Overview  |  Symptoms  |  Causes  |  Diagnosis  |  Treatment

Premenstrual syndrome (PMS) is a common condition – affecting nine out of 10 women –  which occurs before your period. It is the name given to the psychological, behavioural and physical symptoms that happen each month. PMS, which can range from mild to severe and tends to disappear once your period starts. PMS typically affects older teenage girls more than younger teenage girls, and women in their 40s are usually affected the worst.

Symptoms of PMS

There are many symptoms associated with PMS that have been reported; the most common are:

  • anxiety
  • feeling irritable and/or aggressive
  • mood swings
  • trouble sleeping
  • tiredness
  • loss of confidence
  • loss of libido
  • clumsiness
  • difficulty concentrating
  • bloating
  • weight Gain
  • swelling in breasts and/or tenderness
  • headaches
  • backache
  • increased appetite
  • joint and/or muscle pain
  • spots

Causes of PMS

Currently, the cause of PMS is unknown, although it is suggested that certain factors contribute to symptoms. There is no evidence to prove that PMS symptoms are caused by a hormone imbalance.

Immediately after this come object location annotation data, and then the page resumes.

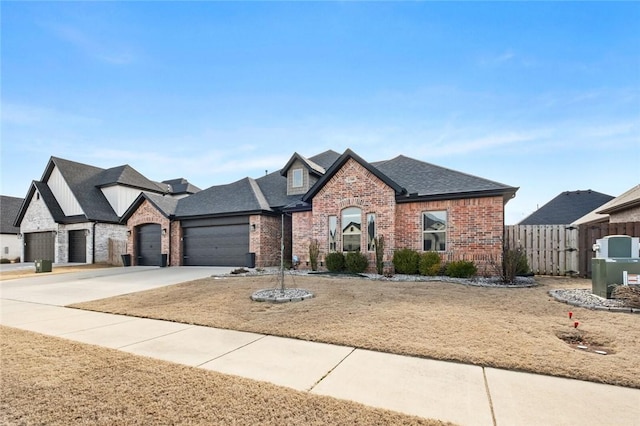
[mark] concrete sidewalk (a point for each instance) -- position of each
(459, 393)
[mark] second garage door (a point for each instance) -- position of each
(222, 242)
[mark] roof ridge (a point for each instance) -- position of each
(262, 200)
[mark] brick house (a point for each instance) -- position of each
(341, 201)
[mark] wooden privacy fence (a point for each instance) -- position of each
(563, 249)
(550, 249)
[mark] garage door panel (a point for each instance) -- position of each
(77, 246)
(216, 245)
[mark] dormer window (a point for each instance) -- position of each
(297, 178)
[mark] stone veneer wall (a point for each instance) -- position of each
(475, 228)
(264, 240)
(104, 232)
(351, 186)
(145, 214)
(37, 218)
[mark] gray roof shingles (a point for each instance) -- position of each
(567, 207)
(9, 208)
(233, 198)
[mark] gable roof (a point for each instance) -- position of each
(337, 165)
(428, 181)
(415, 180)
(127, 176)
(313, 167)
(165, 205)
(9, 209)
(566, 207)
(181, 186)
(628, 199)
(241, 197)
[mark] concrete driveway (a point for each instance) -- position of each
(82, 286)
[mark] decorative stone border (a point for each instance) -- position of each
(279, 296)
(584, 299)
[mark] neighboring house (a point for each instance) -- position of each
(10, 243)
(566, 208)
(624, 208)
(72, 214)
(328, 198)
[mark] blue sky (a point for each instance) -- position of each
(542, 96)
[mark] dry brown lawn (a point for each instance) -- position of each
(31, 272)
(512, 328)
(47, 380)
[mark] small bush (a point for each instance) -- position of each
(356, 262)
(406, 261)
(461, 269)
(335, 261)
(629, 293)
(429, 263)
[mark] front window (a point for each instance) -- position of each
(333, 227)
(371, 232)
(297, 178)
(351, 229)
(434, 230)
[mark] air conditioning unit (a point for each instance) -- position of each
(618, 246)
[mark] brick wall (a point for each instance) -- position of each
(351, 186)
(474, 228)
(145, 214)
(264, 239)
(629, 215)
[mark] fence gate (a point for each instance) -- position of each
(550, 249)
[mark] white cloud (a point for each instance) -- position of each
(107, 51)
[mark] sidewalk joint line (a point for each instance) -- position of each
(231, 351)
(486, 386)
(331, 370)
(161, 335)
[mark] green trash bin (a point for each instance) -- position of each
(43, 265)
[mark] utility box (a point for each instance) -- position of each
(43, 265)
(617, 246)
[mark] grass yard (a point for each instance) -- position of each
(55, 269)
(52, 381)
(511, 328)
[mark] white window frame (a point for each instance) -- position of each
(436, 229)
(297, 178)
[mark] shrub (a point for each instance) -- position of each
(379, 242)
(314, 253)
(514, 263)
(461, 269)
(630, 294)
(429, 263)
(335, 261)
(356, 262)
(406, 261)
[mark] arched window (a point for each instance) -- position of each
(351, 229)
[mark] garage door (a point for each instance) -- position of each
(149, 244)
(39, 245)
(224, 244)
(77, 246)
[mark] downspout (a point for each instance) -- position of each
(93, 243)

However, during the menstrual cycle, hormone levels are constantly changing and some suggest that increased sensitivity may affect levels of serotonin in the brain.  Serotonin is a chemical which regulates our moods, with high levels of serotonin making us feel happier, therefore if serotonin levels are affected, our mood changes.

How is PMS Diagnosed?

A diagnosis of PMS is based on symptoms as there are not any tests for it. Your doctor may ask you how you have been feeling and when you experience symptoms.

Treating PMS

Currently, there is no cure for PMS, which means that the aim of treatment is symptom management. If you suspect that you have PMS, small lifestyle changes can be extremely beneficial in relieving symptoms. Having a balanced diet and eating healthily may help with symptoms as well as regular exercise.

If your symptoms of PMS are severe, you may be advised to use medication, such as painkillers; your doctor may also recommend that you use the contraceptive pill, patch or implant. Selective serotonin reuptake inhibitors may also be offered. They are usually prescribed to people suffering from depression, however, they have proved useful in relieving symptoms of PMS.